So, we are attempting our first "real" RAC install; not canned, not pre-fabricated, but using only software downloaded from OTN and following Oracle Documentation and various forms of cliff notes. This is one of those things that is really sweet if it works 100%. Otherwise, you are in for a headache. We have a headache.
That RAC class was good for teaching things, but it also perpetuates a false sense of security when things go wrong. And from what I can tell from all the notes and pleas for help out there, things go wrong often. One of the mantras I hear is to follow the documentation exactly! This is all good, but the documentation itself comes in many forms. Do you follow what Oracle has said, or do you pick some expert (K Gopal or Julian Dyke) and follow what they say? Cluster Verify (cluvfy) is also a little misleading; it will not check for 100% compatibility with the installed RPMs. In fact, I even had one Oracle Support analyst tell me that was the DBAs job. That is a lot to swallow. Take a DBA who does not know anything about Linux and tell him to verify that 24 RPMs not only exist, but are compatible with the required RPMs. I tried to write a script for it, but in the end, the only "failsafe" way to do it is by hand. I say "failsafe" because human error plays a large role in these RAC-related problems as well.

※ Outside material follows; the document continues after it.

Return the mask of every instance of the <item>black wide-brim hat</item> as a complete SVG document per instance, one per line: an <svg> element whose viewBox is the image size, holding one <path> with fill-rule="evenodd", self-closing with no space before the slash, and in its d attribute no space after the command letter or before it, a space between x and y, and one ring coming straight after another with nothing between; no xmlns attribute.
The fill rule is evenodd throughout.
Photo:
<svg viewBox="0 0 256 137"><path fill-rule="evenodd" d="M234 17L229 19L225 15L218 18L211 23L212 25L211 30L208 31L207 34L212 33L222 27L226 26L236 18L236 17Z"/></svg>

It would seem to me that one good way to eliminate, or at least reduce, human error is to automate. Dell IT has taken this to extremes and automates a vast majority of their day-to-day tasks. Checking the RPMs is just a small fraction of something that could easily be automated. What about user equilvalence? What about all those silly root scripts? Or running oracleasm to configure and create disks by hand? What boggles my mind is that 10g RAC does so much that is really cool and automated; when the sun shines, life is good! Why are some basic things left out, but you have some nifty tools like cluvfy that is really slick at verifying a good chunk of your install work?
Ironically, our CRS installation was hunky-dory. The rootpre.ksh was a bit weird (why is it checking for 9i CM??), and double-checking all the paths and homes is about the only thing that slowed us down. Things went south when it was time to install ASM. Our first warning flag was that the swap space was not big enough. Thinking it was a red herring, we ignored the warning. Later on, after the software was installed and the configuration assistants were running, we hit our first major roadblock; link not satisfied on njni10. Not much that seem relevant on google or metalink. Oracle Support told us to attempt the installation again. Now think about this; the analyst assigned to us specializes in NetCA (that is why we filed the SR). This guy tells us to simply re-install ASM. Having had ASM problems in class, I was not exactly happy about that. Remove Oracle Homes, zero out raw disks, make sure no processes are running, and away we go. This time around, ASM cannot see all the disks. So when I tell my support analyst that we have new problems, he has to bring in a database specialist because the original guy does not know anything about ASM. What a joke! On top of that, he "reminds" me to keep the scope of the SR to one issue. GRRR!!! Of course, we are subjected to the usual onslaught of new questions and request for an RDA. I am actively ignoring them. We were able to work around a large number of our problems, but in the end, we want to simply wipe the slate clean and start over.
Deleting everything and wiping the slate clean is not easy. No sir-ee. This is where having root privs come in really handy, because of someone's ultimately wishful thinking, the CRS Oracle Home is installed with root as the owner. By default, oracle does not have any privileges to remove or modify anything in the directory, and only limited privs to execute anything. For instance, running crsctl evokes a "not enough privileges" error. Not to mention the slew of root-owned processes (crs, css, emv) that have to be dealt with.
On a separate note, we were supposed to have a webinar with our ERP vendor (SunGard Higher Education, or SHE as some say) on the topic of Oracle RAC. *cough cough* I went with the intention of mildly heckling them, but they had technical difficulties with the virtual presentation. Sounds like even putting the letters R-A-C on something is prone to make it break. *grin*
Seriously, though, I know we will not be moving towards RAC any time soon for our production ERP system, and I am very curious to see how other schools manage it. In a morbid sense, I am also curious if they are buying the line from some sales person about how it will help their system, or some form of HA. RAC looks great on paper, but after scratching the surface as I have, it ain't all that pretty underneath. Don't get me wrong, as I mentioned earlier, it does a lot of cool stuff, and it does it well. But there are two sides to that coin, so it would be wise to keep things in perspective.